Eugène, dont la vie était totalement consacrée à servir les autres, en vint maintenant à une importante découverte : il ne pourrait bien servir les autres que s’il s’occupait de son propre bien-être. Autrement, il n’aurait plus rien à offrir aux autres :
Le besoin était pressant car mon esprit est si borné, mon cœur si vide de Dieu que les soins extérieurs de mon ministère, qui me jettent dans une continuelle dépendance des autres, me préoccupent tellement que j’en suis venu au point de n’avoir plus du tout de cet esprit intérieur qui avait autrefois fait ma consolation et mon bonheur.…
Eugène avait dépensé son énergie et ses ressources en étant dépouillé de lui-même vis-à-vis des autres, mais il avait ignoré son bien-être personnel spirituel et physique.
Je n’agis plus que comme une machine dans tout ce qui me regarde personnellement. Il semble que je ne suis plus capable de penser dès qu’il faut m’occuper de moi-même. S’il en est ainsi quel bien pourrais-je faire aux autres? Aussi se mêle-t-il mille imperfections dans mes rapports habituels avec le prochain qui me font peut-être perdre tout le mérite d’une vie qui est entièrement consacrée à son service..
À 36 ans d’âge, il était en train d’apprendre qu’il ne pourrait être tout le temps un « jeune enthousiaste », sautant d’un projet à l’autre. Il avait besoin de prendre soin de lui-même de façon à rendre des services plus efficaces aux autres.
Cet état a justement de quoi m’alarmer; il y a longtemps que je le sais sans avoir pu encore y remédier. Je vais aujourd’hui, avec le secours de Dieu, travailler soigneusement à mettre un tel ordre dans mes actions que chaque chose reprenne sa place afin que la charité du prochain ne me fasse pas manquer à la charité que je me dois à moi-même d’autant plus que le meilleur moyen pour être vraiment utile au prochain sera indubitablement de travailler beaucoup sur moi-même.

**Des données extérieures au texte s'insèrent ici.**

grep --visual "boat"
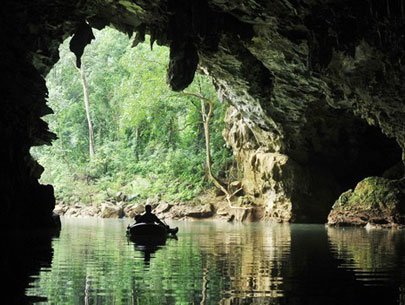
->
[127,222,178,245]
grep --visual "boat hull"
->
[127,223,168,246]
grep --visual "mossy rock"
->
[328,177,405,227]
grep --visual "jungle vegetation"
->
[32,28,232,204]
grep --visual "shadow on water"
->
[128,236,177,265]
[0,229,60,305]
[284,227,404,305]
[17,219,405,305]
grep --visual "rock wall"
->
[0,0,405,226]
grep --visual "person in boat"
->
[135,204,169,228]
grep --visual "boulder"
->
[184,203,214,218]
[328,177,405,227]
[100,204,122,218]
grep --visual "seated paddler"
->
[135,204,168,228]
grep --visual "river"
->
[25,218,405,305]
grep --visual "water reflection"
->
[27,219,405,305]
[0,230,59,305]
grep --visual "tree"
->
[77,62,94,160]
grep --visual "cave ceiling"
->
[0,0,405,223]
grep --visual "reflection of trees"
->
[327,228,405,271]
[327,227,405,304]
[25,220,405,305]
[193,224,290,304]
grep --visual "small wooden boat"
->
[127,222,178,244]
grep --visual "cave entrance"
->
[295,106,404,223]
[31,28,231,213]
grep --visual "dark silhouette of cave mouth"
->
[294,109,404,223]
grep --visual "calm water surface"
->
[26,218,405,305]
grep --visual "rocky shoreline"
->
[54,196,263,222]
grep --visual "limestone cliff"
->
[0,0,405,225]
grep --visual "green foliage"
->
[32,29,231,204]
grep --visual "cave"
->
[0,0,405,228]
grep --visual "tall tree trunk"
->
[77,63,94,159]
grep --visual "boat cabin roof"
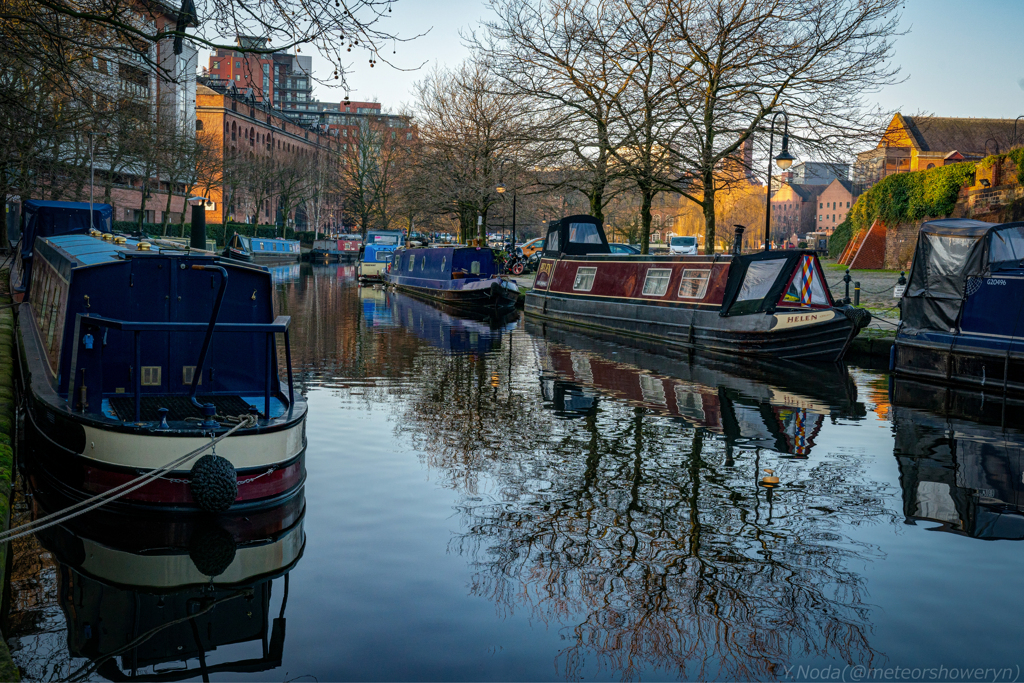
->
[544,214,611,258]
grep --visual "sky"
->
[207,0,1024,119]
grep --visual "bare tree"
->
[663,0,899,253]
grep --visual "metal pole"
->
[765,122,778,251]
[89,130,95,233]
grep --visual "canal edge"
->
[0,268,20,681]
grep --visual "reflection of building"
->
[853,114,1024,195]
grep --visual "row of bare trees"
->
[407,0,899,252]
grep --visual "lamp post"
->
[496,159,518,248]
[765,111,796,251]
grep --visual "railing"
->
[68,313,295,422]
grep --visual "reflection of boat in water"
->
[359,287,394,328]
[893,380,1024,540]
[23,473,305,680]
[267,263,302,283]
[526,319,862,458]
[388,293,519,353]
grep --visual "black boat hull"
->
[525,290,859,362]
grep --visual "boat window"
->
[643,268,672,296]
[736,258,785,301]
[569,223,601,245]
[572,267,597,292]
[679,269,711,299]
[988,225,1024,263]
[782,256,828,306]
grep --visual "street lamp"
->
[765,111,797,251]
[496,159,518,249]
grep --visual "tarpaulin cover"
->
[903,218,998,333]
[719,250,814,316]
[544,215,611,258]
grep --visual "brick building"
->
[814,178,853,234]
[204,36,316,113]
[853,114,1024,195]
[196,84,341,228]
[771,184,823,242]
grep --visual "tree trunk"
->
[640,186,654,254]
[700,171,715,254]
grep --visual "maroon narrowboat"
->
[525,216,870,361]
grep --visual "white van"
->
[669,237,697,254]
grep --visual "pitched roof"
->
[902,116,1024,157]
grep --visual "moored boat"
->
[224,232,302,264]
[384,247,519,311]
[309,234,362,261]
[355,230,406,283]
[525,216,870,361]
[17,233,306,511]
[892,218,1024,394]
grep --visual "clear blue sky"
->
[317,0,1024,118]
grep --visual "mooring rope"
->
[0,415,256,544]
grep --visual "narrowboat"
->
[387,292,519,356]
[16,232,306,512]
[355,230,406,283]
[526,318,862,460]
[525,216,870,361]
[10,200,114,302]
[384,247,519,311]
[30,479,305,681]
[309,234,362,261]
[892,218,1024,394]
[224,232,302,265]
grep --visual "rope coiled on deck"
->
[0,415,256,543]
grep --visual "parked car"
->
[669,237,697,254]
[522,238,544,258]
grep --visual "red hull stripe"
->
[82,458,302,505]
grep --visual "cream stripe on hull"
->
[81,523,305,588]
[81,420,305,471]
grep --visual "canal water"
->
[4,265,1024,681]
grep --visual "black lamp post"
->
[496,159,518,249]
[765,111,797,251]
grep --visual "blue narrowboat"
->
[17,231,306,511]
[893,218,1024,393]
[355,230,406,282]
[386,247,519,310]
[224,232,302,264]
[10,200,114,301]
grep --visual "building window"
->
[572,267,597,292]
[643,268,672,296]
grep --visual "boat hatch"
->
[720,251,833,315]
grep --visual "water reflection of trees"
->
[397,335,896,679]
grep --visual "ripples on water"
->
[5,266,1024,681]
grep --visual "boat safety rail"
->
[68,313,295,422]
[0,415,256,544]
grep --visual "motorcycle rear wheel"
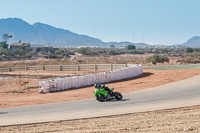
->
[114,92,123,100]
[96,94,105,102]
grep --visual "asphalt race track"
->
[0,75,200,126]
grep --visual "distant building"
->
[31,45,55,53]
[10,42,30,51]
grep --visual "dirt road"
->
[0,69,200,108]
[0,106,200,133]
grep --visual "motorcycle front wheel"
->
[96,94,105,102]
[114,92,123,100]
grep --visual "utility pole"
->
[142,36,144,43]
[48,43,50,64]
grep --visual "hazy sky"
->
[0,0,200,45]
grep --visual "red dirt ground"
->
[0,69,200,108]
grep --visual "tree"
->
[0,42,8,49]
[185,48,194,53]
[146,55,169,65]
[126,45,136,50]
[109,44,115,48]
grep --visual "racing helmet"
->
[94,84,99,88]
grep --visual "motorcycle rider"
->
[94,84,113,96]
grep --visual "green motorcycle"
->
[94,84,123,102]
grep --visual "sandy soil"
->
[0,69,200,108]
[0,106,200,133]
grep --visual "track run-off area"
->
[0,75,200,126]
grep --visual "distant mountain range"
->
[179,36,200,47]
[0,18,200,48]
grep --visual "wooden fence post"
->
[8,67,10,72]
[60,65,62,71]
[77,64,80,71]
[94,64,97,71]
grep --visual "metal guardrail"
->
[0,64,128,72]
[143,64,200,69]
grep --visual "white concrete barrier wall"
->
[39,65,143,93]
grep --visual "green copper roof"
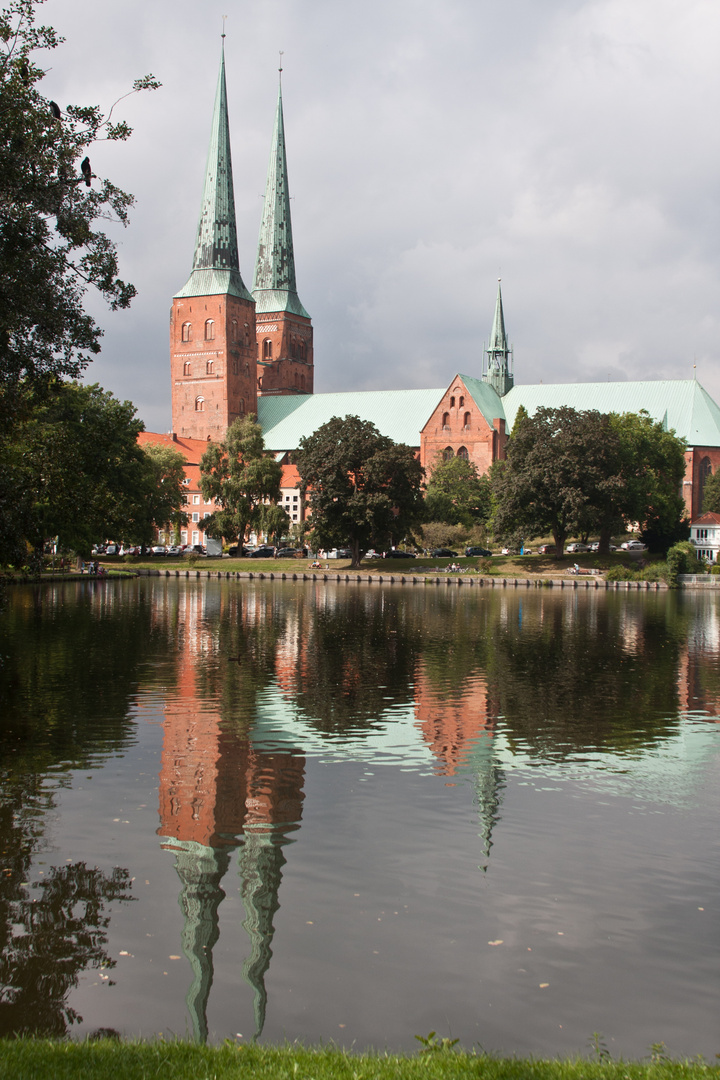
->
[258,387,445,453]
[175,44,252,300]
[253,81,310,319]
[503,379,720,446]
[483,279,515,395]
[458,375,505,427]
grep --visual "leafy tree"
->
[296,416,423,567]
[122,443,188,544]
[425,456,492,528]
[703,469,720,514]
[0,0,160,397]
[0,380,160,563]
[491,406,621,555]
[200,416,289,546]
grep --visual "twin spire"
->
[177,41,310,319]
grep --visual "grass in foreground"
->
[0,1039,720,1080]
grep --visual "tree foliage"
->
[425,457,492,528]
[0,0,159,397]
[200,416,289,545]
[491,407,684,553]
[296,416,423,567]
[0,380,182,563]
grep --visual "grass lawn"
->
[0,1039,720,1080]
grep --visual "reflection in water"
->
[0,580,720,1041]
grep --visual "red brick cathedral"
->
[171,39,313,440]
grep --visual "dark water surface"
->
[0,579,720,1057]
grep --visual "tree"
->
[0,380,170,563]
[122,443,188,544]
[295,416,423,568]
[491,406,621,556]
[0,0,160,399]
[200,416,289,548]
[425,456,492,528]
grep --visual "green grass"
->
[0,1039,720,1080]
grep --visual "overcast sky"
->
[40,0,720,431]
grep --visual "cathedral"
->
[140,42,720,543]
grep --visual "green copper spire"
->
[253,77,310,319]
[176,41,252,300]
[483,279,515,397]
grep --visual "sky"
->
[39,0,720,431]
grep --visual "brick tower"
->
[253,75,314,395]
[171,35,257,440]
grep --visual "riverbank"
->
[0,1039,720,1080]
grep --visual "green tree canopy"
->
[0,0,159,397]
[296,416,423,567]
[200,416,289,545]
[425,456,492,528]
[0,380,169,563]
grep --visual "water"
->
[0,579,720,1057]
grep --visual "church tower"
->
[253,76,314,395]
[483,278,515,397]
[171,42,257,441]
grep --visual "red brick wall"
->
[420,379,507,476]
[257,311,314,394]
[171,296,257,441]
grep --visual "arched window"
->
[697,458,712,512]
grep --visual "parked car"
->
[248,544,275,558]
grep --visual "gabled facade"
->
[253,78,314,394]
[171,42,257,440]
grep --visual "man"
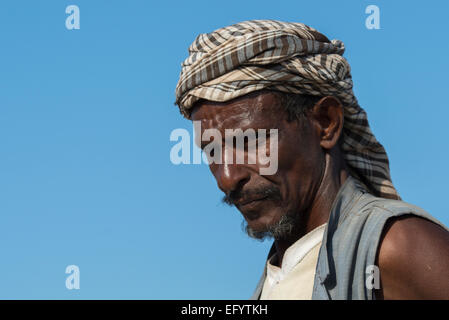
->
[176,20,449,299]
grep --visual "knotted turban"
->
[176,20,400,199]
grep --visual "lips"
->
[236,196,268,207]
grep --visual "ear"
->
[311,96,344,150]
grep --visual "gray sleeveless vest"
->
[250,177,448,300]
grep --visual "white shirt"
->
[260,224,326,300]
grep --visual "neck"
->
[275,153,348,266]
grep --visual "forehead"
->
[192,92,285,130]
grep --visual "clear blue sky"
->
[0,0,449,299]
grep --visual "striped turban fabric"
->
[176,20,400,199]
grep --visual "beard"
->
[242,212,298,241]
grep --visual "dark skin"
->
[192,91,449,299]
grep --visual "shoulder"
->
[377,214,449,299]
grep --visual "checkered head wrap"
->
[176,20,400,199]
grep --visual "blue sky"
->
[0,0,449,299]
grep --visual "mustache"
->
[221,186,281,206]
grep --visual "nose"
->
[213,164,250,194]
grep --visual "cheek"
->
[279,129,323,190]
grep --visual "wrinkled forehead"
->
[191,92,285,131]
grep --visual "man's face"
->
[192,92,325,238]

Notes de retraite, mai 1818, E.O. XV, n. 145
Après des mois d’absence, voici Eugène de Mazenod de retour à Aix. Au « besoin pressant » qui l’attend , il se consacre corps et âme, préparant sans le savoir, un burn-out comme plusieurs d’entre nous ont goûté.
Un unique souci : les tâches à accomplir. Au détriment de toute vie intérieure et de ce ‘’frère Âne » qu’il malmène sans répit. Incapacité « de penser dès qu’il faut m’occuper de moi-même, reconnaît-il. « Mille imperfection » dans les « rapports habituels avec autrui ». Et l’inévitable question : » » S’il en est ainsi quel bien pourrais-je faire aux autres?
Tant de constatations « alarmantes » réclament une attention immédiate. Décision difficile à prendre quand on ignore les demi-mesures. Heureusement, « le secours de Dieu » peut aider à « tout remettre en ordre ».
Les Notes de retraite d’Eugène sont un solide avertissement des dangers qui guettent les bourreaux de travail invétérés. Elles nous disent aussi la foi éclairée du Fondateur. Une foi toute « mazenodienne » confiante dans « le secours de Dieu » tout en sachant qu’il lui appartient d’être lui-même l’agent de son propre cheminement.